Blum then started working on her next goal: the great Himalayan traverse across Bhutan, Nepal and India. In 1982, she and travel and adventure writer Hugho Swift became the first westerners to complete the 4,500 km trek. Starting from the eastern border of Bhutan, Swift and Blum, climbed up and down the Himalayan range up 6,000m passes and down to river valleys at 600m, gaining and losing an average of 1000m each day to reach Ladakh.
Eager to share her cross-cultural experiences with friends back home in Berkeley, Blum started the Berkeley-Himalayan Fair, an annual event which attracts 5-6,000 people to enjoy dal-bhat, momos, song and dance, and arts and crafts from the Himalaya "One day, I saw a few people selling arts and crafts on this huge field in Berkeley and I had a vision of something bigger." The 18 year-old fair is sponsored by the City of Berkeley and raises funds for development projects in Nepal.
Off the mountain, Blum's vision, drive and energy, yield tangible results in the laboratory. Her research, while she taught at Stanford University, Wellesley College and the University of California at Berkeley, was instrumental in banning tris, a carcinogenic chemical used as a flame retardant on children's sleepwear.
Today, she's traded university teaching and research, and high-altitude climbing to focus on family and sharing the leadership skills she's gained leading over twenty Himalayan expeditions with organisations worldwide. "Once you have children you don't want to engage in life-threatening sports. It's a personal choice," says Blum whose numerous awards include a gold medal from the Society of Women Geographers, an honour given to eight other women, including aviator Amelia Earhart, anthropologist Margaret Mead and Mary Leakey.

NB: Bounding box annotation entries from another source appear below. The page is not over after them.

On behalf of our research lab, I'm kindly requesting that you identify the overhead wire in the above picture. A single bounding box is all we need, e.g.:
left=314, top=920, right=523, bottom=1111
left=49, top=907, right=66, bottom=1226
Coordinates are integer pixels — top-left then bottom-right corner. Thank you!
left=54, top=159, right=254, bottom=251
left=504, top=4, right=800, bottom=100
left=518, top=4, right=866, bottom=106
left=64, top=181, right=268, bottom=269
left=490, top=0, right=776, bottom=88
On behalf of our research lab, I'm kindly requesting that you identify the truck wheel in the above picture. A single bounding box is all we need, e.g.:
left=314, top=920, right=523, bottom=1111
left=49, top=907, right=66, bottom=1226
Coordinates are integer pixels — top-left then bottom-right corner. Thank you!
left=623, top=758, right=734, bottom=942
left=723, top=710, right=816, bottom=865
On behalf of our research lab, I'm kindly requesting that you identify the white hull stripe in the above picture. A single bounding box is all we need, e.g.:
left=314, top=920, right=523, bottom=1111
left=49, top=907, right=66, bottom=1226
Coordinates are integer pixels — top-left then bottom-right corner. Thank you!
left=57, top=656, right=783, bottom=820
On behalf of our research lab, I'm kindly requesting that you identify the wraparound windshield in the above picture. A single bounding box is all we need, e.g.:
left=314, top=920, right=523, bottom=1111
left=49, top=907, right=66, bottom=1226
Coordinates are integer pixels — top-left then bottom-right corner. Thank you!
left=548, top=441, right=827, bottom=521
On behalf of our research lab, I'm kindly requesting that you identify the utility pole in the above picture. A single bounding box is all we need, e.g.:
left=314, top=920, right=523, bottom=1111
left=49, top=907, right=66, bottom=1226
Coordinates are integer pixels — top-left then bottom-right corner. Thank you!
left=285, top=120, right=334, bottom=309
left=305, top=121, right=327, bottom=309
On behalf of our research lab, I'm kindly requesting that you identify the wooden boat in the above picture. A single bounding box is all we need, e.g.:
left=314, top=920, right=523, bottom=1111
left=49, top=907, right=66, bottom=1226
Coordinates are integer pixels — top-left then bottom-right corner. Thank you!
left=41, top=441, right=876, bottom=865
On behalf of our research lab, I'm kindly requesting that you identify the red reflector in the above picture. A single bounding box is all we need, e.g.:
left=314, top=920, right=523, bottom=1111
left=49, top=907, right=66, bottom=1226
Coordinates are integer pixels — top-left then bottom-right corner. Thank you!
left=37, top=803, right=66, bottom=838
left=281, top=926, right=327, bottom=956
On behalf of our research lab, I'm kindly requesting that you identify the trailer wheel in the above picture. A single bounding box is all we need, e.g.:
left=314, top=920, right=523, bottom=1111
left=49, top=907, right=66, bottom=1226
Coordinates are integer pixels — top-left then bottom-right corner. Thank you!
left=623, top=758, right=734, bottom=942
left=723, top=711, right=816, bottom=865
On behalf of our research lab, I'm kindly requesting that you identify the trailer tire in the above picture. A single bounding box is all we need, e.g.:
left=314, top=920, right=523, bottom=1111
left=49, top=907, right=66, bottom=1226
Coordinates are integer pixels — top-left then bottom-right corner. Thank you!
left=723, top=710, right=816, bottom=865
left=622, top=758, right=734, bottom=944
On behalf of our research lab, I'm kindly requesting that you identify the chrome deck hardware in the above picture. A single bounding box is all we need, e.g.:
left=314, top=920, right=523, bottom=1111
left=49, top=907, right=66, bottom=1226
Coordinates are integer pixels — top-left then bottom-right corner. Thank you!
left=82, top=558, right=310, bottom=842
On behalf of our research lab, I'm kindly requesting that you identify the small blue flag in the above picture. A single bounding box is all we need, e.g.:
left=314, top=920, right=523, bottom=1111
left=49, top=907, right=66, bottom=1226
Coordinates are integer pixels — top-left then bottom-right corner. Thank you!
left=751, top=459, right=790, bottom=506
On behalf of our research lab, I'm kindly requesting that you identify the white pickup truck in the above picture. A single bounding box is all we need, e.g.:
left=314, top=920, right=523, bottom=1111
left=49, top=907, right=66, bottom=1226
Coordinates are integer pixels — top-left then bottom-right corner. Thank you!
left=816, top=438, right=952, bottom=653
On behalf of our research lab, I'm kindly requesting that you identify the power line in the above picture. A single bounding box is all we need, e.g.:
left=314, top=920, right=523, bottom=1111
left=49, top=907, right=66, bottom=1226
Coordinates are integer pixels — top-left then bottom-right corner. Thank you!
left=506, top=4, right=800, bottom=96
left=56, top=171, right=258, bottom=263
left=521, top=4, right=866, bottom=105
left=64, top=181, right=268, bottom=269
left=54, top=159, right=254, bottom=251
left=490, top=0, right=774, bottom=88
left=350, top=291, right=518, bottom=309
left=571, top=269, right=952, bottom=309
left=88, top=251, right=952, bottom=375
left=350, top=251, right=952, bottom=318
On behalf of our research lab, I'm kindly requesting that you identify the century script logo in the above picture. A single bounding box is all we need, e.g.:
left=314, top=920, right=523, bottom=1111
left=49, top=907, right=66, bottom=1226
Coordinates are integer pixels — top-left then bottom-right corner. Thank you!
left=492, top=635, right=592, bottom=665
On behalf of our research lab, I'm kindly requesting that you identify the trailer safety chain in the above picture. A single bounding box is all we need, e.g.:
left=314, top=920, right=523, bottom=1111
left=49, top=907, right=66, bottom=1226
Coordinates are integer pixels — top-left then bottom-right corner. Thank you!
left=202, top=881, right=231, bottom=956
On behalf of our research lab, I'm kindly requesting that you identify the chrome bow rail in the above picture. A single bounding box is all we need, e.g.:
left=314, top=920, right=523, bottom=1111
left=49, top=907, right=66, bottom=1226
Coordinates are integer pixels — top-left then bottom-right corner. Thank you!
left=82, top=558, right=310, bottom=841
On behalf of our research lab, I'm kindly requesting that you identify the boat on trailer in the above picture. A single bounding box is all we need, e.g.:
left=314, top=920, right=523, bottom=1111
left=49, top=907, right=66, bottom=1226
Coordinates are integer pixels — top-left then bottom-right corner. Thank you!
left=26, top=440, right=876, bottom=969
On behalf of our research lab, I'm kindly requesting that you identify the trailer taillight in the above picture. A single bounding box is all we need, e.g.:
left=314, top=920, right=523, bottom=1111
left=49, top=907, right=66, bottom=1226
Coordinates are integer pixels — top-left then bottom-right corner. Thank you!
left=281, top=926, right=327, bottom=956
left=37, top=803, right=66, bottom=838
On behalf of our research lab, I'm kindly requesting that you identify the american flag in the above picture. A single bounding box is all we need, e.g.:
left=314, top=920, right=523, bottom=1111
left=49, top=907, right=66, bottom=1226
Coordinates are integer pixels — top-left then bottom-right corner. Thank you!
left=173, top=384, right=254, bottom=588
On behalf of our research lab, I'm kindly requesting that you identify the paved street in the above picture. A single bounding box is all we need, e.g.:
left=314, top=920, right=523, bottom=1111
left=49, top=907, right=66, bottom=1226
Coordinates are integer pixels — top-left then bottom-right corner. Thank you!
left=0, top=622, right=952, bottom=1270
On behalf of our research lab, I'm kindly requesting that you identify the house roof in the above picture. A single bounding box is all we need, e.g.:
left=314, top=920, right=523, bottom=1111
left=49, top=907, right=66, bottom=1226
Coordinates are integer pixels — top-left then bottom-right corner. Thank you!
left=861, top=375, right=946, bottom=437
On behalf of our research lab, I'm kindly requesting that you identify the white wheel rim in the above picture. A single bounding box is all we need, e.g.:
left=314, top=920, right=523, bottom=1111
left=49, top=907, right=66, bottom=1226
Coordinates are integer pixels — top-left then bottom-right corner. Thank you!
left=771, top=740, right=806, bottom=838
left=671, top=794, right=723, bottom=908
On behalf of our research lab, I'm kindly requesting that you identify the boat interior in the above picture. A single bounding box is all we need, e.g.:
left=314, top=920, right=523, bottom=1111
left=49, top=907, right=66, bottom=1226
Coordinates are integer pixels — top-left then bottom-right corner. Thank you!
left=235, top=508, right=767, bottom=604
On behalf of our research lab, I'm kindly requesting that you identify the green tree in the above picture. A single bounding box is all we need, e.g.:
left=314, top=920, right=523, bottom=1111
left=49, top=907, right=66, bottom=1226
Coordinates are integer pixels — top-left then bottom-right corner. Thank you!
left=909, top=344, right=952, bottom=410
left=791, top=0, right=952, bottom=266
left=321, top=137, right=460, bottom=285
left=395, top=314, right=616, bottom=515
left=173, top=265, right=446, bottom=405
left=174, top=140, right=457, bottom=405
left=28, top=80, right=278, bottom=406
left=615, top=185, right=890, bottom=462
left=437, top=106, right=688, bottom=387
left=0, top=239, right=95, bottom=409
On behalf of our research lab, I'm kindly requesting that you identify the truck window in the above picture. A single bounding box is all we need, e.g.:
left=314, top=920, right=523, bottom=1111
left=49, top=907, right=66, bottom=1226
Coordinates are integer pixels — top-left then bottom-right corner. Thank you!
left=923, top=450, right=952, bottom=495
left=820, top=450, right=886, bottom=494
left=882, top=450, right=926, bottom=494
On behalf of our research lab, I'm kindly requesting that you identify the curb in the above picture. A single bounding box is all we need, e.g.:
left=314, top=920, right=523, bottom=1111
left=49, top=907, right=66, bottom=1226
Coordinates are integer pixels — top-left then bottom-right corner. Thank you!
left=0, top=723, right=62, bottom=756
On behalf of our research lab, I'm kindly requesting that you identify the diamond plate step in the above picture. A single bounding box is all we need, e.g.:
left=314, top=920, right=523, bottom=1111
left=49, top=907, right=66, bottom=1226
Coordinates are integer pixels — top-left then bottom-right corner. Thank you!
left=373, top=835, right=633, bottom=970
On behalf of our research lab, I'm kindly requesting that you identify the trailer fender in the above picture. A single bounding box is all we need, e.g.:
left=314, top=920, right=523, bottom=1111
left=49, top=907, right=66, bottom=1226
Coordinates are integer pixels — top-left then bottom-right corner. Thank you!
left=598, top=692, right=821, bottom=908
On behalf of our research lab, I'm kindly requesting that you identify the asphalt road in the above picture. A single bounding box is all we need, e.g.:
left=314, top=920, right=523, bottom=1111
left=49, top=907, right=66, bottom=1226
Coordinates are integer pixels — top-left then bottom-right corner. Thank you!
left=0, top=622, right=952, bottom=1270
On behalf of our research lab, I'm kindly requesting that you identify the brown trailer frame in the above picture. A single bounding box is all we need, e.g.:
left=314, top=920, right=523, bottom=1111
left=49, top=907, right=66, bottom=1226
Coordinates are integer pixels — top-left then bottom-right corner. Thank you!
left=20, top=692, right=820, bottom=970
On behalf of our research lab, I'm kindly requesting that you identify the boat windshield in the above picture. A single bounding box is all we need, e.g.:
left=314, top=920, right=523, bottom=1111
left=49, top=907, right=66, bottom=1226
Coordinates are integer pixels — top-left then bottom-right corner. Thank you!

Blum's photographs and articles have appeared in National Geographic, the Smithsonian and Science magazines. To accommodate a life with "maximum freedom but minimum security", Blum conducts leadership skills, and teamwork and problem-solving workshops where participants are encouraged to overcome "their own Annapurnas and Everests"-Blum's metaphor for important and difficult goals.
Based on her experiences leading successful scientific research and mountaineering expeditions, as well as a synthesis of current research on leadership and team development, her clients include corporate and high-tech companies like Nestle/Carnation, Hewlett Packard, and IBM. Blum will be shuttling between Kathmandu and Bangalore for the next five months sharing her team-building skills with Indian and American computer professionals. "We will look at how to negotiate across cultural boundaries when the stakes are high in order to create and maintain a complex organisation without losing sight of the ultimate goals," she adds.
In 1992 she held similar workshops for tourism professionals, senior policy makers and business leaders from Nepal's leading Ministries and private industry.
Participants were encouraged to share their vision, to make a commitment, an action plan. Almost a decade later, at least one of those participants is realising her dream.
Renchin Yonjan's vision to transform Kathmandu into a green beautiful place by having companies adopt a city block or a neighbourhood is flowering fast as she continues to nurture green traffic islands in the city's choked interiors-beyond molecules and beyond mountains.